7) Persistence, updates, and backups

- Your models and settings live in Docker volumes named “ollama” and “openwebui.” To back them up, stop the stack and archive /var/lib/docker/volumes/ollama and /var/lib/docker/volumes/openwebui.

- To update images: docker compose pull && docker compose up -d.

- To move the setup to another host, copy the Compose file and restore the volumes.

8) Secure access (optional)

For internet exposure, place Open WebUI behind a reverse proxy with TLS (e.g., Caddy or Nginx) and keep WEBUI_AUTH=true.
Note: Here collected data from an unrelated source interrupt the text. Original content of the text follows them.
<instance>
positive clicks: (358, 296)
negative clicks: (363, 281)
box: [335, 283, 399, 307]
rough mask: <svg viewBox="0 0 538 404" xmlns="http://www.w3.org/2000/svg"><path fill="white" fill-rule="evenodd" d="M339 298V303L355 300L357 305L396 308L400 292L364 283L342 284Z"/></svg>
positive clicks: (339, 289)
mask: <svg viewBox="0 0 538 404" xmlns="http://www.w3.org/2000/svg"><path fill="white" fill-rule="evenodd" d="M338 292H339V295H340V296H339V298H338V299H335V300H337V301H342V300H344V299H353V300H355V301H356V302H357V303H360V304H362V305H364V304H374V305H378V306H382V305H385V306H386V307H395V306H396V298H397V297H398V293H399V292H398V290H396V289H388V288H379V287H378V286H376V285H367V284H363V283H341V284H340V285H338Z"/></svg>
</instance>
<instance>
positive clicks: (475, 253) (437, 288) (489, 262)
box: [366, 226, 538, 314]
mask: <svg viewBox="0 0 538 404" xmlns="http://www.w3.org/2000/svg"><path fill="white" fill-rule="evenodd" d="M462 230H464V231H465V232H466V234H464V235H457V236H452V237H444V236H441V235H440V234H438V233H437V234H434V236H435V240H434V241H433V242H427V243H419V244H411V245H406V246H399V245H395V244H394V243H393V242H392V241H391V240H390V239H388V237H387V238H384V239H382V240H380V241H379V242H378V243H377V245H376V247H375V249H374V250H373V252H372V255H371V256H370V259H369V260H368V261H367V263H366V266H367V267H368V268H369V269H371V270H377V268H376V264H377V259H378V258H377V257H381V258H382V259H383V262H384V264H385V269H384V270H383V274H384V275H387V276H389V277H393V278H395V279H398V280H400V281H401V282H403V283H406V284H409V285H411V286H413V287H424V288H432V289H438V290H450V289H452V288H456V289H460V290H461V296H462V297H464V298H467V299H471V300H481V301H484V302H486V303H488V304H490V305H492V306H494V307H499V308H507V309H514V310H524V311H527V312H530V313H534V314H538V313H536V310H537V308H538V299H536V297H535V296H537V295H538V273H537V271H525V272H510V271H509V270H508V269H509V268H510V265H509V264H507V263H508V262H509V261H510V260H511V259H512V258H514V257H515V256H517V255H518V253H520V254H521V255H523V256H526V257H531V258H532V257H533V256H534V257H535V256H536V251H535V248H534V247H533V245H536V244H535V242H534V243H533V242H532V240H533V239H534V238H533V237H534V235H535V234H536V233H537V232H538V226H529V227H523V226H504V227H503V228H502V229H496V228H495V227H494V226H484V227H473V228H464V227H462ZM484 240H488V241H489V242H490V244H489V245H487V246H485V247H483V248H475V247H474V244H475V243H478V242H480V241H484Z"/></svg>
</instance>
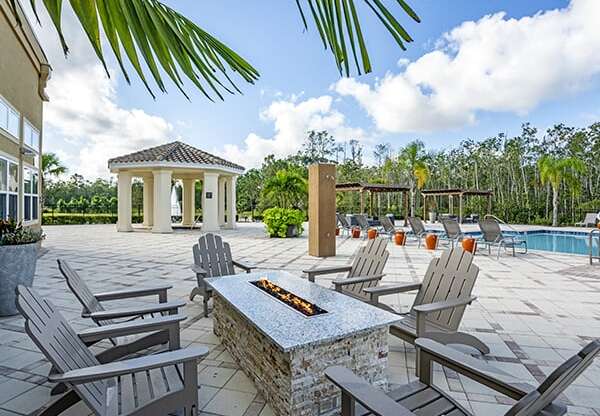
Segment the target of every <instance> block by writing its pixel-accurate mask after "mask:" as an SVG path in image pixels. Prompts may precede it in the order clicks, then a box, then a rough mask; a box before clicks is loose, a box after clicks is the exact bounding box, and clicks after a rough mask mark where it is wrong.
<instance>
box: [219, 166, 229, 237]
mask: <svg viewBox="0 0 600 416" xmlns="http://www.w3.org/2000/svg"><path fill="white" fill-rule="evenodd" d="M226 180H227V178H225V177H224V176H221V177H219V226H223V225H225V181H226ZM227 201H229V198H227ZM227 223H229V218H228V221H227Z"/></svg>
Consider network ACLs or a VPN like Tailscale/WireGuard for private, zero-trust access.

Troubleshooting

- GPU not detected in containers: ensure nvidia-smi works on the host; re-run sudo nvidia-ctk runtime configure --runtime=docker; restart Docker; try docker compose down && up -d.

- If your Compose version ignores deploy.devices, try adding a profile or running with CLI flags. For example, launch Ollama separately:

docker run -d --name ollama --gpus all -p 11434:11434 \
  -v ollama:/root/.ollama --restart unless-stopped ollama/ollama:latest

- Performance tips: set model context length lower in WebUI, avoid running multiple models at once, and monitor VRAM usage with nvidia-smi.

With this setup, you get a modern, GPU-accelerated local LLM stack that is fast, private, and easy to maintain using Docker Compose. Enjoy building AI workflows without sending your data to the cloud.